The current crisis in New Orleans serves as a warning to all northern communities during emergencies. An effort should be made to ensure the safety of each and every person living in these isolated places.

Individuals, as well as government departments, should take measures to provide adequate care should they become isolated for long periods during inclement weather.

This Arctic climate can at times become very unfriendly and cause terrible problems, such as the 10-day blizzard of 1978. Iqaluit was a much smaller place then, and was not spread out all over the place. During that storm, winds reached 100 km/h and the temperature was -40. It continued for 10 days without let-up but fortunately there was no loss of life.

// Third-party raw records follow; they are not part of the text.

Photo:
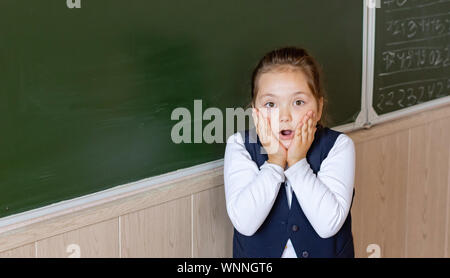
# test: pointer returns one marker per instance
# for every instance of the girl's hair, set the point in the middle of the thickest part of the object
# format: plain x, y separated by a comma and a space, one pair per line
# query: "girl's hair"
292, 58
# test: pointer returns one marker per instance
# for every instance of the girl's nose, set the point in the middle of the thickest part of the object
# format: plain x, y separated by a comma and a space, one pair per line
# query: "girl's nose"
285, 115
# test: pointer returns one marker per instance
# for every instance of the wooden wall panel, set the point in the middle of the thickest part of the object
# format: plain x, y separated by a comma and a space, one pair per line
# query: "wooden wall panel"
160, 231
379, 209
428, 190
26, 251
98, 240
213, 231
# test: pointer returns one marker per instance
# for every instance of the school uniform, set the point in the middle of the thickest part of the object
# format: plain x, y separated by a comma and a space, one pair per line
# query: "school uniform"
300, 211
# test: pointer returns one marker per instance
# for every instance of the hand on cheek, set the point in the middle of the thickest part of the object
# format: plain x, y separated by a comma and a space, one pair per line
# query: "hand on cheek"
303, 138
276, 152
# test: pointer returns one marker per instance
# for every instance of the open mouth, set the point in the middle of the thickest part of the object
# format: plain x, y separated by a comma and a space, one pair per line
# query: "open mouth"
286, 134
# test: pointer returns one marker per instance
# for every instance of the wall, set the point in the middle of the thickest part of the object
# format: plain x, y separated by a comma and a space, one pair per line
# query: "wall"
402, 204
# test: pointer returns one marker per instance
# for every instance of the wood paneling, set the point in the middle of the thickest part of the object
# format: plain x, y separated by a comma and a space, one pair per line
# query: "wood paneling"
160, 231
213, 230
427, 189
98, 240
380, 189
26, 251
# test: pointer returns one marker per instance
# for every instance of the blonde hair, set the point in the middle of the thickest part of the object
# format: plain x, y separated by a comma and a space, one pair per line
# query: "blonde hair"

Storms and blizzards are only some of the problems that can face an isolated community. Aircraft emergencies, power plant failures, major fires, etc. can all pose serious situations that could require evacuation of the entire community, whether it be Iqaluit or one of the many small villages in this region. The same storm of 1978 blew 21 houses away in Pangnirtung.

Without tried and tested programs in each community to deal with such emergencies, the risks are increased. All aspects of such measures should be published and made available to all residents in all communities, so that everyone is aware of his or her role in the event of a catastrophe.

Iqaluit has grown. Should a major storm occur, the residents in the Tundra Valley area, for example, would be at great risk. Those who rely on trucked service for water delivery and sewage pick-up would have a difficult time. There are no large buildings to which people could go for shelter.

All major buildings should be designated as emergency shelters, residents of the community made aware of them, and what shelter they could offer. Individuals would be well-advised to have an adequate supply of emergency rations in their home and perhaps a source of light and heat.

This Arctic land can be very unforgiving. Be prepared!